Problem. Given an R × C integer grid, return the maximum sum over all non-empty rectangular submatrices.

Example.

grid = [[1,2,-1,-4,-20],
        [-8,-3,4,2,1],
        [3,8,10,1,3],
        [-4,-1,1,7,-6]]   ->  29   (rows 1-3, cols 1-3)

Constraints. 1 ≤ R, C ≤ 300.

Optimal.
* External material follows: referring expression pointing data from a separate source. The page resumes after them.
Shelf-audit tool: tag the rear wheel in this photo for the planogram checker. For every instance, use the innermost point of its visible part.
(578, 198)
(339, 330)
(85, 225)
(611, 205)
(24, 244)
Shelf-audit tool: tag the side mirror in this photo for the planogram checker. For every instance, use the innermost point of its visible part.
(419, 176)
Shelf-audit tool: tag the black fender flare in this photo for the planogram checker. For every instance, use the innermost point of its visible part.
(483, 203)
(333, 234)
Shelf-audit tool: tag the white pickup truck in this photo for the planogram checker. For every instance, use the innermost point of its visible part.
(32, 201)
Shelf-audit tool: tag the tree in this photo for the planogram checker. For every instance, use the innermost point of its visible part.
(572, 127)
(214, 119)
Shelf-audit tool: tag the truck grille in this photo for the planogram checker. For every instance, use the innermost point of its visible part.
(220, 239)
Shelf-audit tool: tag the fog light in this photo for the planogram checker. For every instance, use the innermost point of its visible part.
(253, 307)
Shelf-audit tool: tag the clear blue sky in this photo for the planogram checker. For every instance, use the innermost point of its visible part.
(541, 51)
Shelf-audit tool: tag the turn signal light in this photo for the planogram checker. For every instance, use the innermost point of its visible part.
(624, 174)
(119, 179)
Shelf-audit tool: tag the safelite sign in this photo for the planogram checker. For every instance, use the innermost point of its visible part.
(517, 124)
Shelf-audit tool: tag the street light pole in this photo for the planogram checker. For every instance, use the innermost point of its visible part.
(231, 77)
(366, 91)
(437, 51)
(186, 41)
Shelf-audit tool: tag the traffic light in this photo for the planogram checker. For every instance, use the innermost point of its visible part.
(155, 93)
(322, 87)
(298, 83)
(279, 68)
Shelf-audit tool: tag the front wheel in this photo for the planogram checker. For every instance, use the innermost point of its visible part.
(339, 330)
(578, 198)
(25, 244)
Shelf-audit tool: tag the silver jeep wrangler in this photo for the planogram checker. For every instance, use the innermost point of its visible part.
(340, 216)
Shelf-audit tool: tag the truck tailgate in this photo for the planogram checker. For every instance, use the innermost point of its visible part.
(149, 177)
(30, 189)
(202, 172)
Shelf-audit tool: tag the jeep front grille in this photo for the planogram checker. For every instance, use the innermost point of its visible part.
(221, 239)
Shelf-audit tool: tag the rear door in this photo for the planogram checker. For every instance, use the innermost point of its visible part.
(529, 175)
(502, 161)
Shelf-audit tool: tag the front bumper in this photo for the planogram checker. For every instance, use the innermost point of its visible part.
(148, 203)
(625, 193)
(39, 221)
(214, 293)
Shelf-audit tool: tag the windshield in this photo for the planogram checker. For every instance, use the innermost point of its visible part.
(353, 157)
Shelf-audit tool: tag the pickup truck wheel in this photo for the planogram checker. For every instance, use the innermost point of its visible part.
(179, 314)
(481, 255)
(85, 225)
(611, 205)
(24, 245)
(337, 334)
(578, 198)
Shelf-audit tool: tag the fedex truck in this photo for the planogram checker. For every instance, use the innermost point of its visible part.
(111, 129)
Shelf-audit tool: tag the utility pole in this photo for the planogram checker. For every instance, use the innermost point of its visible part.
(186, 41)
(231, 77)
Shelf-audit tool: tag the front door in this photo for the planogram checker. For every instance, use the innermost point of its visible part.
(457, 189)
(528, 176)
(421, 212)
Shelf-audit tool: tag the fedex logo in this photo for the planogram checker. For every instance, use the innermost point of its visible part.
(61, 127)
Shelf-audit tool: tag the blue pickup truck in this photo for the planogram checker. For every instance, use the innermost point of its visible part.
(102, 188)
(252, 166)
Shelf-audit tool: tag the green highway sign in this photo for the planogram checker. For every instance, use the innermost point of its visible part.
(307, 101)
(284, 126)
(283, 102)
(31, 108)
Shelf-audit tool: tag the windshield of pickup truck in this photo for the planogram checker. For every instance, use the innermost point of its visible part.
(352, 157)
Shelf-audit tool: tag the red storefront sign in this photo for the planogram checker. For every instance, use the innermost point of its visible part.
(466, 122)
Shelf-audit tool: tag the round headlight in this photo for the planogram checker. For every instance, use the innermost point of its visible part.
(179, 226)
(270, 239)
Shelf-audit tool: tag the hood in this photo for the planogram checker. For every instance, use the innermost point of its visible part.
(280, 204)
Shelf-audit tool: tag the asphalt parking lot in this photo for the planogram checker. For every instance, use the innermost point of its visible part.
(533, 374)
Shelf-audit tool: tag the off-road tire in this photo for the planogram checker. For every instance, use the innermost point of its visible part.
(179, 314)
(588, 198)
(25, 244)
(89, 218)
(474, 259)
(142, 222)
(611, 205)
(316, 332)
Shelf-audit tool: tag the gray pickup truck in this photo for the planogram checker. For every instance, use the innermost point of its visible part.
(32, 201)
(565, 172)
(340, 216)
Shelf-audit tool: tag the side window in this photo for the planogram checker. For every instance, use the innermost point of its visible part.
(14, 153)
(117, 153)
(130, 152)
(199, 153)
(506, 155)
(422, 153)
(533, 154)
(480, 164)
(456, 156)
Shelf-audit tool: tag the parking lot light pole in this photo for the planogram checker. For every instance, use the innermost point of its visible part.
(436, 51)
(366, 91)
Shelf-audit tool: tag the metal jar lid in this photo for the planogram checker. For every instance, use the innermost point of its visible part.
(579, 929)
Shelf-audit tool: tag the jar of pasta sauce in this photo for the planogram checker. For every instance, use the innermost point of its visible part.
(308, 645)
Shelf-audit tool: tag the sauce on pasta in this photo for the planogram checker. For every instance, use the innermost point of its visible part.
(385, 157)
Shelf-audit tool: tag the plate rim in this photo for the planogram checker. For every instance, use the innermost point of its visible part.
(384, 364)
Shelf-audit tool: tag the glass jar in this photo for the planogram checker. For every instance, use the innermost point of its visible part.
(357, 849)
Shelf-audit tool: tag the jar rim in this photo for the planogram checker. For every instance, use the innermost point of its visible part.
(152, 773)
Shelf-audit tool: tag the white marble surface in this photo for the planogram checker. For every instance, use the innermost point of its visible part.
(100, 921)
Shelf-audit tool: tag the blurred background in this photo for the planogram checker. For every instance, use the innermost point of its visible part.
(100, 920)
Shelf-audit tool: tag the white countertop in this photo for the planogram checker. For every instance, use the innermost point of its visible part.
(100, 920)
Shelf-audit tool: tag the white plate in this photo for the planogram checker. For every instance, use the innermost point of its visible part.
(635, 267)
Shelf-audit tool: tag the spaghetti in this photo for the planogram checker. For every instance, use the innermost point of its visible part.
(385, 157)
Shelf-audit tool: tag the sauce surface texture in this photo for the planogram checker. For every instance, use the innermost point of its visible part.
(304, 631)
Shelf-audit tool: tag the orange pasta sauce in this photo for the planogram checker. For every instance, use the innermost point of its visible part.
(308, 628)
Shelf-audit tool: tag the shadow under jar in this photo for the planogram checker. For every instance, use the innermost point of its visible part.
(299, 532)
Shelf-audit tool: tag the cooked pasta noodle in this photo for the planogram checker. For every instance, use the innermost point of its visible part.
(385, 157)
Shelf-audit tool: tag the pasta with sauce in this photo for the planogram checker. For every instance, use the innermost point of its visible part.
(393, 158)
Row-band reduction + 1D Kadane, O(R²·C).

Go.

package main

import "fmt"

func kadane(a []int64) int64 {
    be, best := a[0], a[0]
    for i := 1; i < len(a); i++ {
        if a[i] > be+a[i] {
            be = a[i]
        } else {
            be += a[i]
        }
        if be > best {
            best = be
        }
    }
    return best
}

func maxSubmatrix(g [][]int64) int64 {
    R, C := len(g), len(g[0])
    best := g[0][0]
    for top := 0; top < R; top++ {
        colSum := make([]int64, C)
        for bottom := top; bottom < R; bottom++ {
            for c := 0; c < C; c++ {
                colSum[c] += g[bottom][c]
            }
            if v := kadane(colSum); v > best {
                best = v
            }
        }
    }
    return best
}

func main() {
    g := [][]int64{
        {1, 2, -1, -4, -20},
        {-8, -3, 4, 2, 1},
        {3, 8, 10, 1, 3},
        {-4, -1, 1, 7, -6},
    }
    fmt.Println(maxSubmatrix(g)) // 29
}

Java.

public class MaxSubmatrix {
    static long kadane(long[] a) {
        long be = a[0], best = a[0];
        for (int i = 1; i < a.length; i++) {
            be = Math.max(a[i], be + a[i]);
            best = Math.max(best, be);
        }
        return best;
    }

    static long maxSubmatrix(long[][] g) {
        int R = g.length, C = g[0].length;
        long best = g[0][0];
        for (int top = 0; top < R; top++) {
            long[] colSum = new long[C];
            for (int bottom = top; bottom < R; bottom++) {
                for (int c = 0; c < C; c++) colSum[c] += g[bottom][c];
                best = Math.max(best, kadane(colSum));
            }
        }
        return best;
    }

    public static void main(String[] args) {
        long[][] g = {
            {1, 2, -1, -4, -20},
            {-8, -3, 4, 2, 1},
            {3, 8, 10, 1, 3},
            {-4, -1, 1, 7, -6},
        };
        System.out.println(maxSubmatrix(g)); // 29
    }
}

Python.

def kadane(a):
    be = best = a[0]
    for i in range(1, len(a)):
        be = max(a[i], be + a[i])
        best = max(best, be)
    return best


def max_submatrix(g):
    R, C = len(g), len(g[0])
    best = g[0][0]
    for top in range(R):
        col_sum = [0] * C
        for bottom in range(top, R):
            row = g[bottom]
            for c in range(C):
                col_sum[c] += row[c]
            best = max(best, kadane(col_sum))
    return best


if __name__ == "__main__":
    g = [
        [1, 2, -1, -4, -20],
        [-8, -3, 4, 2, 1],
        [3, 8, 10, 1, 3],
        [-4, -1, 1, 7, -6],
    ]
    print(max_submatrix(g))  # 29


Final Tips

  • Lead with the one-liner: "bestEndingHere = max(a[i], bestEndingHere + a[i]), track the global max; O(n) time, O(1) space."
  • Immediately flag the two gotchas: initialize to a[0] (all-negative) and subarray means contiguous, not subsequence.
  • For product, say "track min and max because a negative flips them." For circular, say "total − minSubarray, with an all-negative guard." For 2D, say "fix a row band, Kadane the column sums."
  • Offer index reconstruction proactively — interviewers almost always ask for it next.
  • Mention the O(n log n) divide-and-conquer and the segment-tree monoid as the path to range queries, and note Kadane is the optimal O(n) default.
  • Always offer to verify against a brute-force O(n²) oracle on small inputs, especially the all-negative case.